Поэтому все романтики не могли понять и принять этот принцип. И заслуга Фихте в том, что в этой основной идее он отличался от всех них. Дело было не только в его историческом чутье, не только в его любви к немецкому отечеству, которое он ощущал в его духовном мире как реальность и потому не мог поверить в его упадок, и не только в его сочувствии к обездоленным в народе, которые еще не приобщились к национальной культуре и образованию: в равной мере это была его философская сила, которая была захвачена и озарена этим новым словом, этим шибболетом нового учения и нового мировоззрения. Вся психология – не только она, но и вся философия – имеет дело с бытием, с бытием природы и ее законами: только этика имеет своим предметом иное бытие; она ищет другие законы, нежели законы природы.

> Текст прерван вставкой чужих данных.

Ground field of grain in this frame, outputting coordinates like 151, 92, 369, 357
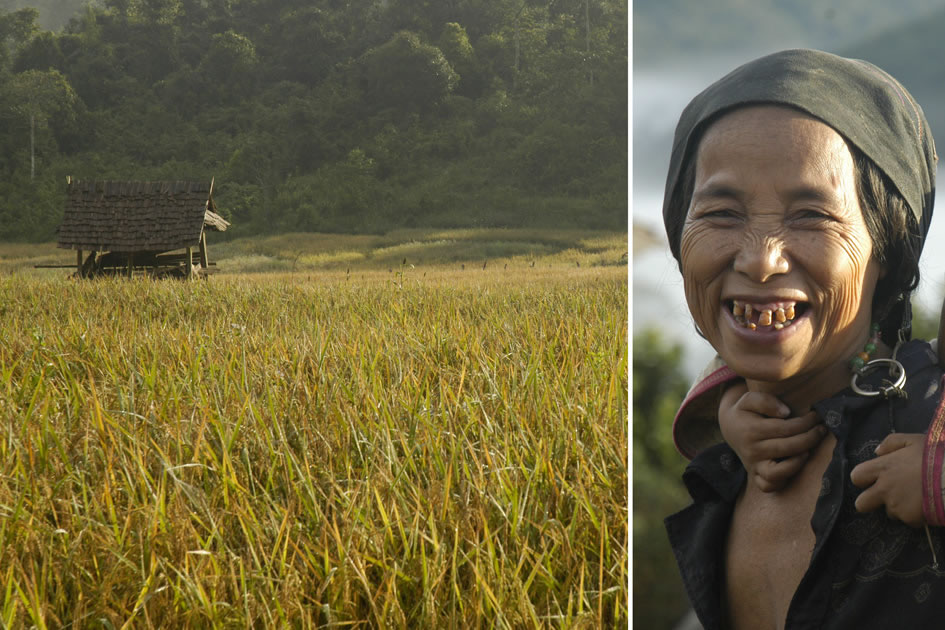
0, 231, 627, 628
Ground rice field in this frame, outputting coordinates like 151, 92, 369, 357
0, 232, 627, 628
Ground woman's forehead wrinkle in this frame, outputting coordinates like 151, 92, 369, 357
696, 107, 855, 199
780, 186, 838, 206
691, 182, 743, 204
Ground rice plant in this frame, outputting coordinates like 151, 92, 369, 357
0, 263, 627, 628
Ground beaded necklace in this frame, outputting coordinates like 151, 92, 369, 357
848, 323, 881, 373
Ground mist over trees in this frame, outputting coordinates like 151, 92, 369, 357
0, 0, 627, 241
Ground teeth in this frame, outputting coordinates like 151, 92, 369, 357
731, 301, 799, 330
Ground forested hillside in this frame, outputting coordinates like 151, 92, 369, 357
0, 0, 627, 241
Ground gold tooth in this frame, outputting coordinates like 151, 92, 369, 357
747, 322, 756, 330
733, 301, 744, 316
759, 309, 772, 326
775, 307, 786, 323
785, 305, 795, 320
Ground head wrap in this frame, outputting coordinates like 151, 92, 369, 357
662, 48, 937, 263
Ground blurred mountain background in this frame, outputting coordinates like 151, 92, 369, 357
634, 0, 945, 192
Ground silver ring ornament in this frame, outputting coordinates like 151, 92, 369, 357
850, 358, 907, 397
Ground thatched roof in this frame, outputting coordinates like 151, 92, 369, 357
57, 180, 230, 252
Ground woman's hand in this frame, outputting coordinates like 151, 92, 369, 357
720, 383, 826, 492
850, 433, 926, 528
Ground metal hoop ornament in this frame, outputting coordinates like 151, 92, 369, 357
850, 358, 907, 398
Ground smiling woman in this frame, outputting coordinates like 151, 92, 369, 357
680, 106, 880, 407
658, 49, 945, 630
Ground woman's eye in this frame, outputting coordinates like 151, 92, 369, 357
700, 208, 738, 220
793, 209, 835, 223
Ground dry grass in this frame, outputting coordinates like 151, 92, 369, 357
0, 254, 627, 627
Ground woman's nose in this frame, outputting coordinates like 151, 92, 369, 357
733, 235, 789, 282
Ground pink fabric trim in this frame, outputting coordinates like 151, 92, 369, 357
922, 375, 945, 526
672, 365, 739, 459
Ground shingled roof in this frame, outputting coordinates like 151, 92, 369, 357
57, 180, 229, 252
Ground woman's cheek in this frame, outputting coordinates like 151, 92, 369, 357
680, 225, 731, 280
683, 288, 719, 339
807, 233, 876, 317
680, 228, 726, 335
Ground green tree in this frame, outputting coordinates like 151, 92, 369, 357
357, 31, 458, 116
270, 7, 342, 86
633, 329, 690, 472
198, 29, 257, 98
438, 21, 487, 97
632, 329, 694, 629
439, 21, 475, 63
4, 68, 78, 179
307, 148, 391, 233
0, 7, 38, 72
131, 0, 182, 25
12, 30, 63, 72
103, 0, 132, 22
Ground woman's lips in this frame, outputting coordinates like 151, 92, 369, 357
730, 299, 802, 331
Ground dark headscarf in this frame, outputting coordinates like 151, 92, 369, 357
661, 48, 937, 339
662, 48, 936, 261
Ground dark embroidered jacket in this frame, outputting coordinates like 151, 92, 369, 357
665, 340, 945, 629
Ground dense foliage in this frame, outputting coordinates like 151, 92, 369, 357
0, 0, 627, 241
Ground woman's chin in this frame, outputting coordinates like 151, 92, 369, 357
716, 325, 819, 386
723, 356, 800, 385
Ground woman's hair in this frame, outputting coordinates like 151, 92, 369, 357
853, 147, 922, 338
664, 129, 922, 336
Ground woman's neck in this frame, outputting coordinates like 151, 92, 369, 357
745, 340, 892, 415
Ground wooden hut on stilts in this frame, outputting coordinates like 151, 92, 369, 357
53, 178, 230, 278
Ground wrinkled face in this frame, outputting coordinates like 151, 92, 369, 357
679, 106, 881, 387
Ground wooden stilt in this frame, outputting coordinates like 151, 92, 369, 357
186, 247, 193, 278
198, 231, 209, 268
127, 253, 133, 278
77, 249, 83, 278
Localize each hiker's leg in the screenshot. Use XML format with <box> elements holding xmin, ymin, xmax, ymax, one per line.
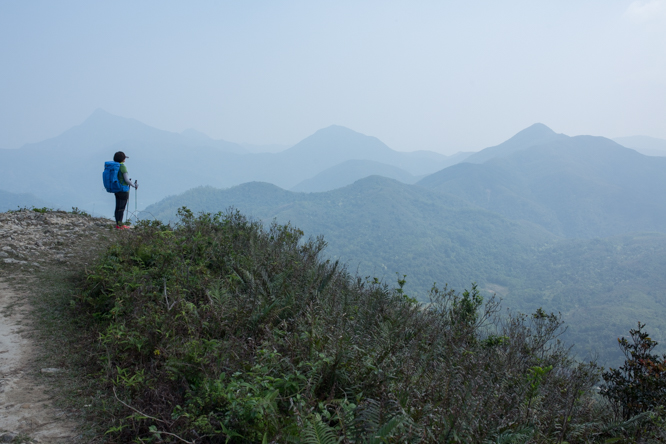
<box><xmin>114</xmin><ymin>192</ymin><xmax>130</xmax><ymax>225</ymax></box>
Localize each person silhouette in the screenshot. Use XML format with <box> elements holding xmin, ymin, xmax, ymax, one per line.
<box><xmin>112</xmin><ymin>151</ymin><xmax>138</xmax><ymax>229</ymax></box>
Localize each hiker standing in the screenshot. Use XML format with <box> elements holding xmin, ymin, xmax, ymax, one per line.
<box><xmin>103</xmin><ymin>151</ymin><xmax>138</xmax><ymax>229</ymax></box>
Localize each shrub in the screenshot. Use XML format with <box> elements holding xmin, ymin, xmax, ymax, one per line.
<box><xmin>76</xmin><ymin>208</ymin><xmax>602</xmax><ymax>443</ymax></box>
<box><xmin>601</xmin><ymin>323</ymin><xmax>666</xmax><ymax>419</ymax></box>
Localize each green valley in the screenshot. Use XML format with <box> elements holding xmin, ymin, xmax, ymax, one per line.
<box><xmin>145</xmin><ymin>175</ymin><xmax>666</xmax><ymax>365</ymax></box>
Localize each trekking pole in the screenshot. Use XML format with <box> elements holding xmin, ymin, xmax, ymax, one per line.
<box><xmin>134</xmin><ymin>180</ymin><xmax>138</xmax><ymax>222</ymax></box>
<box><xmin>125</xmin><ymin>183</ymin><xmax>131</xmax><ymax>225</ymax></box>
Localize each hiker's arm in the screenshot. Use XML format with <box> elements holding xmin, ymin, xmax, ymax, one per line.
<box><xmin>123</xmin><ymin>172</ymin><xmax>137</xmax><ymax>189</ymax></box>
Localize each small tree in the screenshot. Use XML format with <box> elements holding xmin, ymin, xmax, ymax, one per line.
<box><xmin>601</xmin><ymin>322</ymin><xmax>666</xmax><ymax>419</ymax></box>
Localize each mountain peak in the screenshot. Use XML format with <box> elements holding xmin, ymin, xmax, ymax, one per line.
<box><xmin>463</xmin><ymin>123</ymin><xmax>565</xmax><ymax>164</ymax></box>
<box><xmin>284</xmin><ymin>125</ymin><xmax>392</xmax><ymax>158</ymax></box>
<box><xmin>43</xmin><ymin>108</ymin><xmax>176</xmax><ymax>151</ymax></box>
<box><xmin>79</xmin><ymin>108</ymin><xmax>143</xmax><ymax>129</ymax></box>
<box><xmin>89</xmin><ymin>107</ymin><xmax>112</xmax><ymax>118</ymax></box>
<box><xmin>84</xmin><ymin>108</ymin><xmax>123</xmax><ymax>121</ymax></box>
<box><xmin>527</xmin><ymin>122</ymin><xmax>553</xmax><ymax>131</ymax></box>
<box><xmin>508</xmin><ymin>123</ymin><xmax>557</xmax><ymax>142</ymax></box>
<box><xmin>312</xmin><ymin>125</ymin><xmax>364</xmax><ymax>137</ymax></box>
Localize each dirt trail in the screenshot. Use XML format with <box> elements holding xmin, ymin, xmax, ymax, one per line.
<box><xmin>0</xmin><ymin>210</ymin><xmax>114</xmax><ymax>443</ymax></box>
<box><xmin>0</xmin><ymin>280</ymin><xmax>77</xmax><ymax>443</ymax></box>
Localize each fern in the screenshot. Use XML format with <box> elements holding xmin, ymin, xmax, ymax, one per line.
<box><xmin>366</xmin><ymin>415</ymin><xmax>404</xmax><ymax>444</ymax></box>
<box><xmin>484</xmin><ymin>426</ymin><xmax>533</xmax><ymax>444</ymax></box>
<box><xmin>596</xmin><ymin>411</ymin><xmax>653</xmax><ymax>436</ymax></box>
<box><xmin>349</xmin><ymin>399</ymin><xmax>418</xmax><ymax>443</ymax></box>
<box><xmin>300</xmin><ymin>414</ymin><xmax>340</xmax><ymax>444</ymax></box>
<box><xmin>207</xmin><ymin>281</ymin><xmax>231</xmax><ymax>306</ymax></box>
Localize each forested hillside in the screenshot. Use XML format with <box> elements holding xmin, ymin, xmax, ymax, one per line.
<box><xmin>72</xmin><ymin>210</ymin><xmax>665</xmax><ymax>442</ymax></box>
<box><xmin>145</xmin><ymin>177</ymin><xmax>555</xmax><ymax>293</ymax></box>
<box><xmin>144</xmin><ymin>176</ymin><xmax>666</xmax><ymax>365</ymax></box>
<box><xmin>291</xmin><ymin>159</ymin><xmax>420</xmax><ymax>192</ymax></box>
<box><xmin>418</xmin><ymin>135</ymin><xmax>666</xmax><ymax>238</ymax></box>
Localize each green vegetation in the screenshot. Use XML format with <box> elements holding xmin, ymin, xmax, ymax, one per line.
<box><xmin>601</xmin><ymin>323</ymin><xmax>666</xmax><ymax>420</ymax></box>
<box><xmin>71</xmin><ymin>210</ymin><xmax>664</xmax><ymax>442</ymax></box>
<box><xmin>143</xmin><ymin>178</ymin><xmax>554</xmax><ymax>295</ymax></box>
<box><xmin>143</xmin><ymin>178</ymin><xmax>666</xmax><ymax>366</ymax></box>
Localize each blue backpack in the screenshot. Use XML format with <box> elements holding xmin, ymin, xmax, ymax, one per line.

Что означает само долженствование, мы сейчас не рассматриваем; сейчас речь идет только о противопоставлении природе. Это обозначено различием с бытием. И хотя долженствование, конечно, тоже должно исходить из некоего вида бытия, это бытие настолько принципиально иного рода, что прежде всего через противопоставление бытию природы новое бытие, бытие долженствования, должно было получить формулировку.

Здесь можно лишь указать на то, что эта формулировка, конечно, не безупречна; что она, скорее, связана с разработкой терминологических основ, исправление которых мы ставим себе задачей, в то время как тенденцию и всемирно-исторический смысл этого различения мы чтим как вечную заслугу Канта.

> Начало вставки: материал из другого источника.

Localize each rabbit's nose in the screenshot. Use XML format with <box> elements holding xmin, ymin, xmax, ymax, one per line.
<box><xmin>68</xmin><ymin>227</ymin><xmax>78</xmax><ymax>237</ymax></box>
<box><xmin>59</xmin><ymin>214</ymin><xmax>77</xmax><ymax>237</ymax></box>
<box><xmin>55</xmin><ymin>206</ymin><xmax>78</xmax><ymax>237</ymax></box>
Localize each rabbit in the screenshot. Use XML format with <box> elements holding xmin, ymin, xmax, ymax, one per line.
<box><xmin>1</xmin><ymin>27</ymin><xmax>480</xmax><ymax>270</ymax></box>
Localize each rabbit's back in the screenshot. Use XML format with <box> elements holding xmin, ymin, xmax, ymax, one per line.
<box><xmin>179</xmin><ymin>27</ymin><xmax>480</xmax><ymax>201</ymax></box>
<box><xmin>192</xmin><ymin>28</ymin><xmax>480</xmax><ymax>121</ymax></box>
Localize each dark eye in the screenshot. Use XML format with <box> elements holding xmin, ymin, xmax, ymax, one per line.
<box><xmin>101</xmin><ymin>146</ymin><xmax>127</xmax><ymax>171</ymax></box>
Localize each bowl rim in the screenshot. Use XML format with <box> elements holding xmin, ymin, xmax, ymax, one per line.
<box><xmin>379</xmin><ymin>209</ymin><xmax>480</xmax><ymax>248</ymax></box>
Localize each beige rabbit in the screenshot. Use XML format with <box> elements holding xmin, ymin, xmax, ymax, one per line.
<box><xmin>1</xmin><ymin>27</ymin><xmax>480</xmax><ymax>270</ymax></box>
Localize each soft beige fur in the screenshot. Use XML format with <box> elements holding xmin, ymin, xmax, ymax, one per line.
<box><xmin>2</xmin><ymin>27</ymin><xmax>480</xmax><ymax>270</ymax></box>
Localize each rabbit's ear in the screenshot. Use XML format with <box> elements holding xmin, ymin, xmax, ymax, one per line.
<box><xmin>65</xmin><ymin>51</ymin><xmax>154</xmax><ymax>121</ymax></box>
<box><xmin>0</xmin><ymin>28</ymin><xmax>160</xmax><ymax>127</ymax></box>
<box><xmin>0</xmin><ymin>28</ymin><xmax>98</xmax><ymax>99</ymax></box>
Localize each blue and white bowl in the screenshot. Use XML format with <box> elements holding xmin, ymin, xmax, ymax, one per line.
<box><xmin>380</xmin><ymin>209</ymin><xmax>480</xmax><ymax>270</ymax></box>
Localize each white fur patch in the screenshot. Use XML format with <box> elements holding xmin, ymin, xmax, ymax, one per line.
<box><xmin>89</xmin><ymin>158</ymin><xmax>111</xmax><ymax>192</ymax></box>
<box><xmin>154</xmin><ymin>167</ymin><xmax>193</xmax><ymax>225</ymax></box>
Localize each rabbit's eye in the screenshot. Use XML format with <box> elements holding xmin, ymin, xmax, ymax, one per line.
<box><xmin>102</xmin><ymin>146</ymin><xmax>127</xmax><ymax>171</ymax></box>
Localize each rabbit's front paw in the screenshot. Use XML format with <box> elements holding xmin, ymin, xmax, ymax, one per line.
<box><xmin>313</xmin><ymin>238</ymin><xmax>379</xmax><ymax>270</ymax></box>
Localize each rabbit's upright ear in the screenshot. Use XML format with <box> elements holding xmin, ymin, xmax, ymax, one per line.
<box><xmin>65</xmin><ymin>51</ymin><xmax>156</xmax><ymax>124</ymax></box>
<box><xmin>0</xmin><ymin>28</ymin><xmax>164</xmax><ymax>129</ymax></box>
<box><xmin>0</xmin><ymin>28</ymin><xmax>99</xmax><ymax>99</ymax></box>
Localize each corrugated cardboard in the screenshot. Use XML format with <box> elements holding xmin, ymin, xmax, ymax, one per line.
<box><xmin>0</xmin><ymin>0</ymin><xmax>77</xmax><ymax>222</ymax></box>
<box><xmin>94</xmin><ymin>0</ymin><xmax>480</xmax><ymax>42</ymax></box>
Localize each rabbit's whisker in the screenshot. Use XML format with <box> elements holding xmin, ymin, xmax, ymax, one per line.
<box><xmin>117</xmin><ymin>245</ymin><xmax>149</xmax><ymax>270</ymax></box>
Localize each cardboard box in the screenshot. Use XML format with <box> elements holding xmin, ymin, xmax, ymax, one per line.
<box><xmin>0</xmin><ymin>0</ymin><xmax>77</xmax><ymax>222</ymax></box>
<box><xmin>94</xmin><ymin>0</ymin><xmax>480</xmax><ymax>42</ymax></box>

В этом лозунге Кант сходится с Платоном.

Это путь идеализма, который освобождается от ведущих поводьев природы и от тирании опыта. Угасающая античность не имела дыхания для этого идеализма. Поэтому чрезвычайно поучительно, что стоики, как и Эпикур, всегда проповедуют только индивидуум и полагают, что распознают задачу этики в идеале мудреца. Они смутно мечтают о всеобщности; они возносятся, как и подобает греческому философу, к мысли о человечестве, ибо космополитическая идея лежит у него в крови. Но такие мысли – лишь украшения и, в лучшем случае, следствия; центром, несмотря ни на что, остается индивидуум. Они не могут поставить свою разновидность всеобщности в отношение, во взаимодействие с индивидуумом. Им не удается это даже с особенностью и ее видами; и они даже не стремятся к этому; тем более – с проникновением индивидуума всеобщностью, к которому они, правда, устремлены в исторической перспективе.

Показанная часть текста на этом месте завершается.